Yesterday, I finished to integrate the FastMMW code so that I can run sgemm, dgemm and zgemm. For the  cgemm I will need help.

For example: NxNxN problem double complex on a Fiji GPU

N= 1000 GFLOPS COLD     5.4 GFLOPS HOT   45.4
N= 3000 GFLOPS COLD   59.1 GFLOPS HOT 106.6
N= 5000 GFLOPS COLD   98.8 GFLOPS HOT 115.7
N= 7000 GFLOPS COLD 113.6 GFLOPS HOT 119.3
N= 9000 GFLOPS COLD 118.2 GFLOPS HOT 120.7
N=11000 GFLOPS COLD 49.7  GFLOPS HOT 50.0

Larger problems do not fit the 4GB of memory and thus I could use Winograd algorithm to break the problem in subproblems smaller than 10Kx10K.

N = 13000 GFLOPS COLD 112.1 GFLOPS HOT 112.6
N = 15000 GFLOPS COLD 115.9 GFLOPS HOT 116.3
N = 17000 GFLOPS COLD 114.1 GFLOPS HOT 112.3

I use a Pro Duo (Fiji) card and use only one at anytime. This is in line with the peak performance of the system. We do not do any matrix preparation so to make it easier to break the problem into subproblems.

This problem reduction works better for double complex but the idea will work for single precision (float) where we can reach Tera FLOPS (per GPU)

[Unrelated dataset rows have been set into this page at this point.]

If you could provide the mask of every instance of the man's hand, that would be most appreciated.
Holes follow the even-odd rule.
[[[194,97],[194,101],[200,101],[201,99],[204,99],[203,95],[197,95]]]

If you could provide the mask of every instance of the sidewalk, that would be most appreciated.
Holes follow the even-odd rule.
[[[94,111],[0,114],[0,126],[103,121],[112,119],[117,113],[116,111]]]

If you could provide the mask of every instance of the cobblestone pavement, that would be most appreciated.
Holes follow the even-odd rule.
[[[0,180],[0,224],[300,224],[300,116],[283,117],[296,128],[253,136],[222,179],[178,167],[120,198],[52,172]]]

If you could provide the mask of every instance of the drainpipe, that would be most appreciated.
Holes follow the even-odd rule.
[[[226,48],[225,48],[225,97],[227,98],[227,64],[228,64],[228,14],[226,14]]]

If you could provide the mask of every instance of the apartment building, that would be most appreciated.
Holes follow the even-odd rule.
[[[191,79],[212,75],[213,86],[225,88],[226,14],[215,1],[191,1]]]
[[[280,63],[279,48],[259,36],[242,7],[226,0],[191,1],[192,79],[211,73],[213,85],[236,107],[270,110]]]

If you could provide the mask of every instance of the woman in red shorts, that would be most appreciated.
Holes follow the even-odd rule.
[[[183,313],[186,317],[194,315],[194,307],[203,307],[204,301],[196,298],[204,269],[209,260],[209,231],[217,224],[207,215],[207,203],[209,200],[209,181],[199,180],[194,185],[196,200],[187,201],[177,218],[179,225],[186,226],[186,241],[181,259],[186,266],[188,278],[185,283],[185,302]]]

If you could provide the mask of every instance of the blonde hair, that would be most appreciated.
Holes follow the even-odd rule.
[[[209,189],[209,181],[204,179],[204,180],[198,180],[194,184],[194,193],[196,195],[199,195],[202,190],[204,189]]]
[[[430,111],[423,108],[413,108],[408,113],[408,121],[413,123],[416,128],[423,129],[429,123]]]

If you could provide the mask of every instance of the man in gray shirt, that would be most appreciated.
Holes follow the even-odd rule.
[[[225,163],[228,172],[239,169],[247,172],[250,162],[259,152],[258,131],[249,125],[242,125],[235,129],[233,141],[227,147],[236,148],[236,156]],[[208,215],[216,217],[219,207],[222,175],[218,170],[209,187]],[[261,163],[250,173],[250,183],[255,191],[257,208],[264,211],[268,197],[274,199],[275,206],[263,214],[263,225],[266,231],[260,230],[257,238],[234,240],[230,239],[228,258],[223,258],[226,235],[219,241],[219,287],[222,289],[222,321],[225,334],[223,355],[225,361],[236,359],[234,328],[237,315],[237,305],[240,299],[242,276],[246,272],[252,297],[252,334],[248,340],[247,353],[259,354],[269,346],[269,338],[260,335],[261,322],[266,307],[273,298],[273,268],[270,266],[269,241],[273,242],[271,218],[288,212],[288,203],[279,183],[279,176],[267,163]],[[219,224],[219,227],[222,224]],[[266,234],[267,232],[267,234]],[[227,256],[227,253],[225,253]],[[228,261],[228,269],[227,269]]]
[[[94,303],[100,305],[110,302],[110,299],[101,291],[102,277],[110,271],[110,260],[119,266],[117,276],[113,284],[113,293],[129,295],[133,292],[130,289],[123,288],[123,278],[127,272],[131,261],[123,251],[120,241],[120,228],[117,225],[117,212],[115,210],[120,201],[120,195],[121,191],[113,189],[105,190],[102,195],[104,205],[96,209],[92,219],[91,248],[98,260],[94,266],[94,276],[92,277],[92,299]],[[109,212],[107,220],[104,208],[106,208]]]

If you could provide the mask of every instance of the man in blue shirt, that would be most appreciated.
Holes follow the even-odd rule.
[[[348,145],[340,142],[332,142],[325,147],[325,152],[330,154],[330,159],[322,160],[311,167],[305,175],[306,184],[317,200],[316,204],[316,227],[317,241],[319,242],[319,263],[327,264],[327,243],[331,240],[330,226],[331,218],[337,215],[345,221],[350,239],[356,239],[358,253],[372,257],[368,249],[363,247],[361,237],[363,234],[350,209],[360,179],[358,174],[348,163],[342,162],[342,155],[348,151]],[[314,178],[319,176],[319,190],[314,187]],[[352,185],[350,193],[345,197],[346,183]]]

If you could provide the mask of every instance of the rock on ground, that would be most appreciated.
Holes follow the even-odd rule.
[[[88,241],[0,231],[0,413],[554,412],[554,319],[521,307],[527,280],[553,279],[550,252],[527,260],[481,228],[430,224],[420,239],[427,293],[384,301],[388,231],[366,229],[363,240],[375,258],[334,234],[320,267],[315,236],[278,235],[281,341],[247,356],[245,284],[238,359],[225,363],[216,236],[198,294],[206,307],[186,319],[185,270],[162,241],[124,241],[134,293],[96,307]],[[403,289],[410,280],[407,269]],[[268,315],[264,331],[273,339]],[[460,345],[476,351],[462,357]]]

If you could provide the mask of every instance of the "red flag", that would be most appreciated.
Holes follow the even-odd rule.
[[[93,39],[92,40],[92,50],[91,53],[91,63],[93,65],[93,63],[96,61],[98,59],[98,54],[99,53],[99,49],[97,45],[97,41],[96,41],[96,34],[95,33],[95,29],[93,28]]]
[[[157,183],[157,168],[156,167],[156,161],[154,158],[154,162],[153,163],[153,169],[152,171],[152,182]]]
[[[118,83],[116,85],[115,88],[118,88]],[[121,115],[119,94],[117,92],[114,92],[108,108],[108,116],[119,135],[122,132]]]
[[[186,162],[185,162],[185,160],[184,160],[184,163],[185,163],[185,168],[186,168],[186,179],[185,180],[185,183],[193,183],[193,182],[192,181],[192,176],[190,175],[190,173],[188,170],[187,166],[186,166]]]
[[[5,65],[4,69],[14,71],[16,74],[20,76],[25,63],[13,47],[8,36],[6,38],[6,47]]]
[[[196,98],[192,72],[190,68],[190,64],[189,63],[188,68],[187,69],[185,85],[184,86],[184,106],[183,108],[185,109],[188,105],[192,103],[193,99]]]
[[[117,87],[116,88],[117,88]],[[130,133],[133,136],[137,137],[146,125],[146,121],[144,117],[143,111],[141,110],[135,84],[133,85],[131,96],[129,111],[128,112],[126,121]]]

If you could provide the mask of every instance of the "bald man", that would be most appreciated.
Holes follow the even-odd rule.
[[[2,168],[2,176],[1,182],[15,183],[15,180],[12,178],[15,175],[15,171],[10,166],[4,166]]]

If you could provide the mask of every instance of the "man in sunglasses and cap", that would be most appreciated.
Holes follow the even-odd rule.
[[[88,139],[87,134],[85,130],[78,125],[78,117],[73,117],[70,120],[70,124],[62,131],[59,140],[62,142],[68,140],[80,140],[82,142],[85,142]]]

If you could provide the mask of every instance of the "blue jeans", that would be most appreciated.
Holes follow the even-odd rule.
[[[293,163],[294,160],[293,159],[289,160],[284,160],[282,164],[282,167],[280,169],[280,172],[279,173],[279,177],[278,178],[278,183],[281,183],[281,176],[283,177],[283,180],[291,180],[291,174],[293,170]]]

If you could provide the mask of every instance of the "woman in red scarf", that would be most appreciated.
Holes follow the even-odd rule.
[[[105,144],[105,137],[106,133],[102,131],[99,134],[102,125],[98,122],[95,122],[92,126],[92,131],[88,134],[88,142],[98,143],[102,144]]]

  1000 GFLOPS COLD 3.00     HOT 181.07
  3000 GFLOPS COLD 42.62   HOT 1116.74
  5000 GFLOPS COLD 267.32 HOT 2180.79
  7000 TFLOPS COLD 0.64     HOT 2.57
  9000 TFLOPS COLD 1.02     HOT 2.88
11000 TFLOPS COLD 1.48     HOT 3.25
13000 TFLOPS COLD 1.91     HOT 3.27
15000 TFLOPS COLD 2.31     HOT 3.40
17000 TFLOPS COLD 2.59     HOT 3.43
20000 TFLOPS COLD 0.25     HOT 0.26

The results above are a fit with respect my previous experiments with dedicated code. In my previous post, I have already shown that Fast algorithms are not really applicable for sizes that fit the GPU memory (4GB is you use oneGPU and 8GB if you use both). The performance plot does not reach a plateau where a change of algorithm is beneficial. In this post,  we suggest that if the problem size is larger enough and you are thinking to find a policy to break down the problem down, well Fast Algorithms are competitive and already use a “memory hierarchy oblivious” solution (fancy name for optimal).

On a personal note, I could sell the 295×2 and the funds will go towards the new system (thread ripper) next month. At that time, I will be able to have better memory communication; the CPUs will be competitive and provide a better support for those Matrix Additions (i.e., necessary for fast matrix multiplications). The month of July will bring more opportunities to work on related projects. I should start a github as well.